Ali, boşanma eşiğindeki karısı Elif’le dikişi baştan tutmayan bir evlilik yapmış. Sonra da Mecnun misali dolanıp durmuş ortalıkta. Gönlünün esas sahibini arayıp durmuş. O gönle elbet birinin konacağı umudunu kaybetmese de kendini kaybetmiş farkında olmadan. Avare olmuş. Alkole sığınmış. Yalnızlığının çaresini şişelerde aramış. Ama hayatını vereceği kadının kardeşinin cenazesiyle birlikte geleceğini o bile tahmin edememiş. İlk görüşte tutulmuş Sara’ya Ali. Aralarında yavaş yavaş bir şeyler başlamış. Birlikte yemeğe çıkmışlar, Ali ona Kapadokya’nın en güzel yerlerini gezdirmiş, bol bol baş başa vakit geçirip dertleşmişler, gülmüşler, ciddi mevzulara dalmışlar. Ancak Ali’nin peşini bırakmayan mazisi gün yüzüne çıkıp da Ali’yi buhranlara sürüklemeye başladığında Sara da dönmüş gitmiş memleketine.
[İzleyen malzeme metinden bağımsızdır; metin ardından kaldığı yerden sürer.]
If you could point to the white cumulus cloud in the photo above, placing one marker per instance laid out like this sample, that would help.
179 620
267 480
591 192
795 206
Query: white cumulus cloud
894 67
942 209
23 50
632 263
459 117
Ali yine eskisi gibi ortada kalmış. Bu süreçte ortaya müstakbel eski karısı Elif çıkmış. Mikail’in büyük abisi İshak ona bir telefon açıp Mikail’in Elif’e bıraktığı emanetleri olduğunu, bunları gelip almasının şart olduğunu söylemiş. Elif de el mecbur atlayıp gitmiş. Mikail yüklü bir miras bırakmış Elif’e. Ancak Elif’i asıl ilgilendiren, Mikail’in ona bıraktığı emanetlermiş. Açmış paketi Elif. İçinden beş mektup, beş de kartpostal çıkmış. Mikail ölmekte olduğunu, ondan tek isteğinin Fransa’daki bu beş yere gidip oralarda vakit geçirmesini yazmış mektuplarında. Elif de Fransız Riviera’larına doğru çıkmış yola. Adresler, Elif’in güzelce birkaç gün geçirmek için yapması gerekenler, hepsi yazılıymış. Her durakta kağıtta ne yazıyorsa yapmış Elif. Her yediği yemekte, içtiği her kadeh şarapta, gördüğü her yeni yerde hem Mikail’le olan geçmişini hatırlamış hem de kendisiyle bir hesaplaşmaya girişmiş. Görevini tamamladıktan sonra o da başka biri olarak dönmüş Türkiye’ye. İçine girdiği hesaplaşma ise sadece kendisininkine değil, buraya kadar olan hikâyenin başlangıcına çıkmış…

Yazıyı yazarken “mış”lı geçmiş zaman kullanmayı bilinçli olarak tercih ettim çünkü Seyfettin Araç, Zamanı Tanrılar Yaşar‘da modern masalsı bir anlatım diliyle, günümüz romanına yepyeni bir kapı aralıyor. Tek bir olayı beş farklı karakter üzerinden, beş farklı gözle farklı hissiyatlarla anlatan Araç, 678 sayfalık bu hacimli kitabının her karakterinin hikâyesini ayrı tutup birbirine ulayarak ortaya çok katmanlı bir eser koyuyor. Orhun Abideleri’nde, Bilge Kağan tarafından eski Türkçeyle, “Öd tengri yaşar kişi oglı kop ölgeli törümiş.” olarak yazılmış, günümüz Türkçesinde, “Zamanı tanrı yaşar, insan oğlu hep ölmek için doğmuş /türemiş / yaratılmış.” anlamına gelen cümleden yola çıkarak ölümün yaşama tabi olduğu gerçeğini bize hatırlatıp tersine bir varoluş öyküsü sunan Seyfettin Araç, Zamanı Tanrı Yaşar romanıyla, çağdaş Türk yazınını farklı bir kefeye taşıyor.